Очевидно, что такие насильственные или по крайней мере неконтролируемые акции по переселению во времена Цезаря и Августа предпринимались гораздо чаще, чем в последующие десятилетия, когда они проходили в большом объеме прежде всего на Нижнем Дунае. Сначала серьезнейшие изменения претерпели рейнская зона и ее окружение, когда гельветы, группа Ариовиста, убии, сигамбры, хатты, маркоманны и гермундуры со своими соседями, прямо или косвенно пострадавшими от этих акций, сменили места своего проживания. Если римская сторона почти до середины 2 в.н.э. была контролирующей и взвешенной властью, то в последующее время закон о торговле распространялся, как правило, и на другую сторону.
Представление о римском господстве над всем земным шаром сначала отождествлялось с господством римского сената и римского народа или с восприятием города Рима как столицы вселенной. Со времени основания принципата само собой напрашивалось видеть в принцепсе гаранта счастья, стража и отца всего земного шара. Если сами принцепсы сначала были сдержанными по этому поводу, то такое отношение уже с давних пор отображалось в почетных надписях и стихах. Это не прекратилось в году четырех императоров и при Флавиях, когда мир на всем земном шаре прославлялся как достижения разных принцепсов.
То есть была образована связь между принцепсом, империей и вселенной. Однако не у всех принцепсов замечается столь ярко выраженная концепция империи и мирового господства, как у Августа. Ключевое положение в общем развитии занимает Адриан, который перенес свое влияние на весь земной шар и на государственных монетах прославлялся как обновитель и благодетель всей ойкумены, как восстановитель и даже обогатитель всего земного шара. Целью Адриана было удовлетворить интересы города Рима, всех провинций и всей земли. Так, для него характерно, что он, с одной стороны, в долгих и утомительных путешествиях посещал провинции, чтобы ознакомиться с их проблемами, с другой, он приказал обозначить новыми маркировочными камнями священную границу города Рима, померию.
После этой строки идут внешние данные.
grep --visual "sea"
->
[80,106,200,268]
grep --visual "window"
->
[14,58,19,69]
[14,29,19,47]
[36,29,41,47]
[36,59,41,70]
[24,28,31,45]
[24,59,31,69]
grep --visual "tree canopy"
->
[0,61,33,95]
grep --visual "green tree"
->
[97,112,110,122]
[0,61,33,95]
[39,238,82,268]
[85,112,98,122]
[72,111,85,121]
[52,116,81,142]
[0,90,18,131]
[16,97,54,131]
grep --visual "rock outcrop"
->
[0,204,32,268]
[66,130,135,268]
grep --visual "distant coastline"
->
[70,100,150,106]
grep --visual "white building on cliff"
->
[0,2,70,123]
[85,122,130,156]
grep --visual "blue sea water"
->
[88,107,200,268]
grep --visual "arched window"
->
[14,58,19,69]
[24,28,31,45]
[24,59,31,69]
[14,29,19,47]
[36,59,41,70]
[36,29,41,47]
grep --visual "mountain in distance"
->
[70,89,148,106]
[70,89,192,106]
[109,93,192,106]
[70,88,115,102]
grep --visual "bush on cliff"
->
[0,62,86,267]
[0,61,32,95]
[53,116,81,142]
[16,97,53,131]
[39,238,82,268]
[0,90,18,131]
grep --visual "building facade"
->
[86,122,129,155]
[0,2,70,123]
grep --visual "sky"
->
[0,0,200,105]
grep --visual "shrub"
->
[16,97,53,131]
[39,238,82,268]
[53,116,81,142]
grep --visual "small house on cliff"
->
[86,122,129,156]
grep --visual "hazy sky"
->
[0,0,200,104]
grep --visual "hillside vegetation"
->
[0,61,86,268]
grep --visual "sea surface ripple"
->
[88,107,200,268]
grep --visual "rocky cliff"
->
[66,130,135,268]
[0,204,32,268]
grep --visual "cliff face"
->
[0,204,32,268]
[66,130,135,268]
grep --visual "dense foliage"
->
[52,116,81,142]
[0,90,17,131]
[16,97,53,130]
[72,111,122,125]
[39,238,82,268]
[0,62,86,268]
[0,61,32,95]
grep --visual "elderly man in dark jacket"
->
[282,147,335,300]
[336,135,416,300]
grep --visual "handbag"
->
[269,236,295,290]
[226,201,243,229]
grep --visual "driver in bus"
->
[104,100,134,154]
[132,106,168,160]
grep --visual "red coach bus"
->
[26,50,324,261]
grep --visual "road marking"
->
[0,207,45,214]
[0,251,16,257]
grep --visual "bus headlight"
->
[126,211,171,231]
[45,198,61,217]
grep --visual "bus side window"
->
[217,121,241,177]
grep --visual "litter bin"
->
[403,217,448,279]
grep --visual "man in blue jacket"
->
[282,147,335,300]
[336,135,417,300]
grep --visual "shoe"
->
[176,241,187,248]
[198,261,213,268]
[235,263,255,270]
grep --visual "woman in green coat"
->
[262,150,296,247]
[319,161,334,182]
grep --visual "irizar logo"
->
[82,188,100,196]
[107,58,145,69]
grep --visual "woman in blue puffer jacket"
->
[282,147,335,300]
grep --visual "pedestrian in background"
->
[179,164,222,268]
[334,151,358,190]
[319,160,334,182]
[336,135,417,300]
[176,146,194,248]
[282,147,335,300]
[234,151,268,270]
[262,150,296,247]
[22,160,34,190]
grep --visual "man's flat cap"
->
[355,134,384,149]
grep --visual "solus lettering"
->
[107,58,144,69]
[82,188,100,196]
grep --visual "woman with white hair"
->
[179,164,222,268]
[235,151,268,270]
Желание отгораживания диктовало также систематическую фиксацию и реорганизацию укрепленных границ империи, которые в первую очередь были предназначены для надзора, а не для обороны.
Мы снова сталкиваемся с явным противоречием римского мышления, а также римской системы господства: в таких действиях, как обновление померии и систематическая реорганизация укрепленных границ, проявляется римское стремление к четко установленному отграничению, стремление, которое конкретно выражено в расцвете римского землемерства, в образовании колоний с их детально упорядоченным наделением землей, или в таком документе, как Оранский кадастр. Если во всем этом на переднем плане стоит однозначное обозначение границ, то на эту фиксацию одновременно наложилась другая не менее важная основная структура: как показывают примеры поздней Римской Республики, область подчинения, провинция, опора империи, расположенная в глубоком предполье ее собственного круга задач, часто щедро расширялась. Империя Цезаря в Галлии так же характерна, как империи Помпея, Красса и Антония на Востоке.
Сверх этого концепция «иностранной клиентелы» выходила слишком далеко за рамки римско-италийского региона, чтобы обеспечивать и усиливать свое влияние и престиж также и на территориях с узкой экономической и политической сферой деятельности. Только предположительное наслоение обеих структур (одной закрытой и одной открытой) концепции господства объясняет очень противоречивое развитие в пограничном пространстве и в окрестностях империи.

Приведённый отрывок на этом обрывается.